Aquarius 50 deep ecology workshop
Event description
The Rainforest Information Centre presents DEEP ECOLOGY with John Seed
Tickets are free. Donations may be made to the Rainforest Information Centre.
If its raining, the workshop will be held at xxxxx and there will only be room for xxxx people. If its frine we will be at YYYY and an y number of people canj join us. I will email all ticket-holders the night beforen the event confirming where the workshop will take place
- FROM JOHN SEED:
I have worked for worldwide rainforests since 1979. Although many of our efforts succeeded, for every forest saved 100 have disappeared. Clearly, you can’t save the planet one forest at a time. It's one green Earth or a bowl of dust. Without a profound change of consciousness, we can kiss the forests goodbye, the ones we’ve "saved" alongside the rest.
Deep ecology is key to the change we need. To deep ecology, underlying all the symptoms of the environmental crisis lies a psychological or spiritual root – the illusion of separation from the rest of the natural world which stems from anthropocentrism or human-centeredness.
Conditioned since the Old Testament to “subdue and dominate” nature, the modern psyche is radically alienated from the air, water and soil which underpin life and this is reflected in the rapid shredding of all-natural systems in the name of economic development.
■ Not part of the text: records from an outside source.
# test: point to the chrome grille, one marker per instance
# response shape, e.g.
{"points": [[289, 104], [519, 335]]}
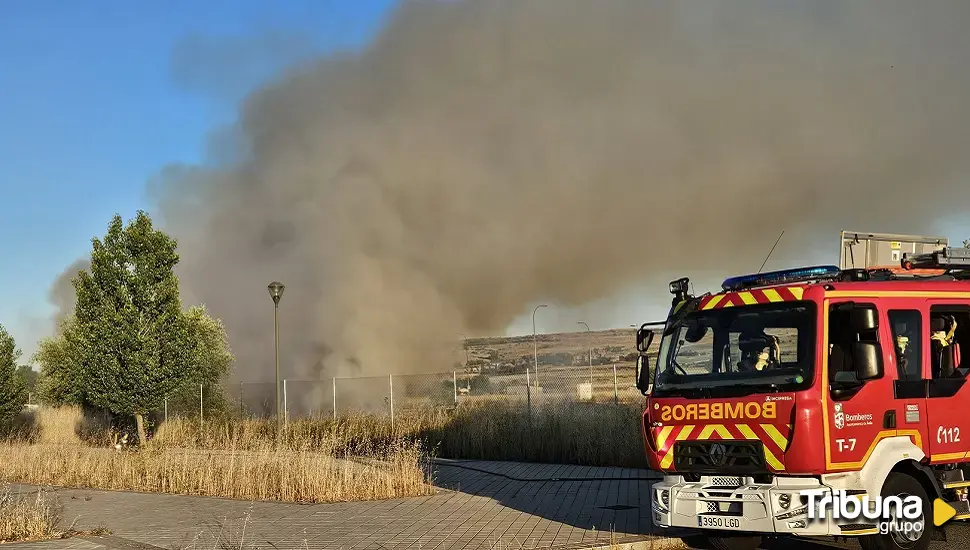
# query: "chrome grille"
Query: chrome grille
{"points": [[727, 481]]}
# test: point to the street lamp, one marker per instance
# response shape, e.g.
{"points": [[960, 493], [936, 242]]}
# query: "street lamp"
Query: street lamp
{"points": [[535, 345], [276, 292], [466, 348], [590, 336]]}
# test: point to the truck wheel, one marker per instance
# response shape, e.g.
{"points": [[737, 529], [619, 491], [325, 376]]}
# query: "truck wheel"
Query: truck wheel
{"points": [[903, 486], [722, 543]]}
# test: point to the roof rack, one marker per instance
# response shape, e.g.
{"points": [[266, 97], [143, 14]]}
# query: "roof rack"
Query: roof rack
{"points": [[948, 258]]}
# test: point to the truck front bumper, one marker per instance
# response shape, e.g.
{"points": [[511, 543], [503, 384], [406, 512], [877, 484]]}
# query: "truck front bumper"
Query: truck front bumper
{"points": [[738, 504]]}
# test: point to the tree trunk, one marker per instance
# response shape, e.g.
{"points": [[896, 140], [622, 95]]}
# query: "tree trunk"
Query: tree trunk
{"points": [[142, 440]]}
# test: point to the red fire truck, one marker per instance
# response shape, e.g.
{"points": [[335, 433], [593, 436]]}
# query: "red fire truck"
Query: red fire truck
{"points": [[822, 378]]}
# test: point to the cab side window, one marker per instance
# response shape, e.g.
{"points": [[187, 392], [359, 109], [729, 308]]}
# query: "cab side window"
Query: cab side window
{"points": [[906, 326], [844, 333], [949, 332]]}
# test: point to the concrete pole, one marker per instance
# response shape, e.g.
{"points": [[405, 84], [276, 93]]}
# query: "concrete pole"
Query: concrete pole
{"points": [[535, 345], [589, 336]]}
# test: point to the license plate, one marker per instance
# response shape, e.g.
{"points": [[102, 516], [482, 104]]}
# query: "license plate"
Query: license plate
{"points": [[718, 522]]}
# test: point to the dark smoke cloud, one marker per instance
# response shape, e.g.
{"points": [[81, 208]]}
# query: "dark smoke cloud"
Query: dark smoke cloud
{"points": [[61, 294], [478, 157]]}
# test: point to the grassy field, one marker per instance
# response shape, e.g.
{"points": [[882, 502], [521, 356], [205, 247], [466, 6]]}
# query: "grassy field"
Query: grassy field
{"points": [[359, 457], [59, 448]]}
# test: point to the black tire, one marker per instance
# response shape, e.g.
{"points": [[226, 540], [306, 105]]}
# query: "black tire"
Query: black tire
{"points": [[722, 543], [903, 485]]}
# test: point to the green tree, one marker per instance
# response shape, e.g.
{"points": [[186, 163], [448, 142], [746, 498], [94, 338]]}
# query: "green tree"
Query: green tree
{"points": [[61, 376], [130, 338], [211, 361], [13, 389], [29, 376]]}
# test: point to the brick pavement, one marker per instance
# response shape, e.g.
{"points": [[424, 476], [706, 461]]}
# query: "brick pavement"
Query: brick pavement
{"points": [[481, 505]]}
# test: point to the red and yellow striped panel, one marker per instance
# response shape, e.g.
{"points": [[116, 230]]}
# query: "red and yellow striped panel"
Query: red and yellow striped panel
{"points": [[751, 297], [775, 439]]}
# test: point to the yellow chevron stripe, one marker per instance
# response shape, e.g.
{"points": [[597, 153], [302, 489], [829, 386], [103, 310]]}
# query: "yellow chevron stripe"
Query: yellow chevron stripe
{"points": [[663, 435], [747, 432], [706, 432], [773, 295], [776, 436], [714, 301], [747, 298], [669, 456]]}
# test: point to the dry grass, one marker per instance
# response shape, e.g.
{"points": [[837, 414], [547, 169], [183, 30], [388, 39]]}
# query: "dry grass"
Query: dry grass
{"points": [[244, 464], [26, 518], [361, 457], [592, 434]]}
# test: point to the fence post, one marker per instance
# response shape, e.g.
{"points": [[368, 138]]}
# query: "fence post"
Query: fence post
{"points": [[390, 378], [616, 395], [528, 393]]}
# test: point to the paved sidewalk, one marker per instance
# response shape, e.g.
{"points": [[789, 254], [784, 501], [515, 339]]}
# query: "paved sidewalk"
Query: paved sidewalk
{"points": [[481, 505]]}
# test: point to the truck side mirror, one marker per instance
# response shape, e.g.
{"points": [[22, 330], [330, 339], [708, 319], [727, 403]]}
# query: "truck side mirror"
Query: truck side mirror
{"points": [[643, 374], [644, 339], [867, 358]]}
Deep ecology reminds us that the world is not a pyramid with humans on top, but a web. We, humans, are but one strand in that web and as we destroy this web, we destroy the foundations for all complex life including our own.
While we maintain a self-image created in the matrix of anthropocentric culture, a shrunken and illusory sense of self that doesn't include the air and water and soil, we will experience nature as "outside" our self and fail to recognise that nature "out there" and nature "in here" are one and the same.
Many people INTELLECTUALLY realise that we are inseparable from Nature and that the sense of separation that we feel is socially conditioned and illusory.
But as the late Arne Naess, Emeritus Professor of Philosophy at Oslo University, the man who coined the term "Deep Ecology" wrote: "it is not enough to have ecological ideas, we have to have an ecological identity, ecological self".
But how can we nourish our ecological identity? In answer to such questions, Joanna Macy and I developed a series of experiential deep ecology rituals called the “Council of All Beings” and in 1986, with Arne Naess and Pat Flemming, wrote a book called Thinking Like A Mountain - Towards a Council of All Beings (which has been translated into 12 languages). Along with others, we have been facilitating these workshops around the world since then.
In this workshop we get a taste of the experience of deep ecology.